The Oscar telecast audience last night was the lowest rated in history. A lousy 32 million viewers tuned in, which is a huge disaster considering that 95.5 million sports fans watched the Super Bowl earlier this month.
This is the way of American culture — more and more followers of competitive games in which men on performance-enhancing drugs try to either hit or take possession of a ball in order to score with it, and fewer and fewer true movie fans. I guess this means…what, ABC might earn a bit less in the way of ad revenues next year? I need to know why I’m supposed to care about this.
I got upset about Roy Scheider being ignored in the Oscar telecast’s death montage (i.e., “in Memoriam”), and Us magazine has gotten riled about Brad Renfro being left out as well. But what about Ulrich Muhe, who gave one of the 21st Century’s greatest performances in The Lives of Others, which is hands down one of the century’s greatest films? He died of stomach cancer last July, and the Academy blew him off also.

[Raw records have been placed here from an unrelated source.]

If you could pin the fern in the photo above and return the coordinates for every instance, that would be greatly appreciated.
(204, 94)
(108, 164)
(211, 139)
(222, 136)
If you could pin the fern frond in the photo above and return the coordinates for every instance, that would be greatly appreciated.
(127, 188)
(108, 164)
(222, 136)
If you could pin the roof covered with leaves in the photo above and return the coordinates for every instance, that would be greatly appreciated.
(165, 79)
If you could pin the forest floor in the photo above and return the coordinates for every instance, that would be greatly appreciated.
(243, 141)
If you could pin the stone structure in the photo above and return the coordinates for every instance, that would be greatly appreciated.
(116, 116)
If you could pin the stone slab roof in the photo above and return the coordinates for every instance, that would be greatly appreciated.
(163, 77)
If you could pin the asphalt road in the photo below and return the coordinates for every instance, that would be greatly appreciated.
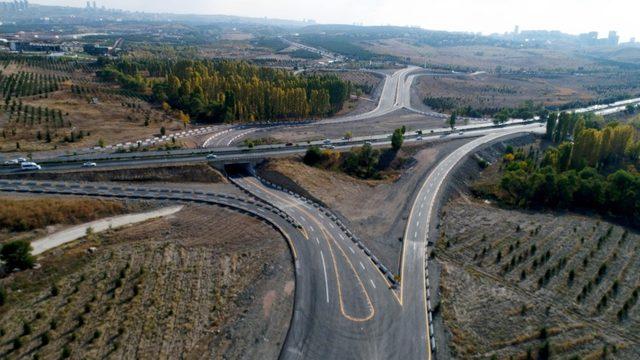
(235, 154)
(346, 306)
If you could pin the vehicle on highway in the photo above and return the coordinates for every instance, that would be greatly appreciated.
(15, 161)
(27, 165)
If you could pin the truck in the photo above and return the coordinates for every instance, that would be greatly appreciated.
(27, 165)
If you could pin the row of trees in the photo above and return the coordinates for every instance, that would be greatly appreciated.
(596, 171)
(583, 143)
(217, 91)
(28, 84)
(63, 65)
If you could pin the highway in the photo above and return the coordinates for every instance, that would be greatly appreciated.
(348, 305)
(242, 154)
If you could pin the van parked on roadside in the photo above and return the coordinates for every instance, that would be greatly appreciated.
(27, 165)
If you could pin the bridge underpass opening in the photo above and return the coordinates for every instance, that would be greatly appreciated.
(239, 169)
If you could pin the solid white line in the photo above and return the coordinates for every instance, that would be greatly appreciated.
(326, 281)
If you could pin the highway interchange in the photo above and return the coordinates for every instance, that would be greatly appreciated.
(348, 304)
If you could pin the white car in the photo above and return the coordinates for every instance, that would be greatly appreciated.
(27, 165)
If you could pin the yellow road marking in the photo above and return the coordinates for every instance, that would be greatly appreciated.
(326, 236)
(335, 267)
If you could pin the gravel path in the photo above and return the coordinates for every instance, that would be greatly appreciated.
(78, 231)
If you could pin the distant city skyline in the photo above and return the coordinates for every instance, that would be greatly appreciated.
(487, 16)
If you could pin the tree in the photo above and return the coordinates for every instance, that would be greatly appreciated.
(3, 296)
(17, 254)
(397, 139)
(184, 118)
(313, 156)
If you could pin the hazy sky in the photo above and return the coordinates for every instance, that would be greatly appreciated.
(572, 16)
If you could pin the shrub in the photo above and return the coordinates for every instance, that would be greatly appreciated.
(313, 156)
(17, 254)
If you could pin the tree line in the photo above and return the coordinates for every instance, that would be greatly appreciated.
(593, 167)
(222, 90)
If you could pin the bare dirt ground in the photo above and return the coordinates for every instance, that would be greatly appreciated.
(511, 304)
(480, 57)
(516, 284)
(27, 218)
(114, 117)
(203, 283)
(198, 173)
(375, 210)
(383, 124)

An Academy spokesperson told Us that Renfro’s omission was “an editing decision because we can’t fit everyone in…there was no specific reason.” Well, c’mon. The Academy cut Muhe out because he was German and because they tend to think like xenophobes now and then. Ask anyone in this town who cares about movies what they thought about Muhe’s performance in Florian Henckel von Donnersmarck‘s film (which won the Oscar for Best Foreign Film). One of the film’s more ardent admirers, I read somewhere, is Tom Hanks.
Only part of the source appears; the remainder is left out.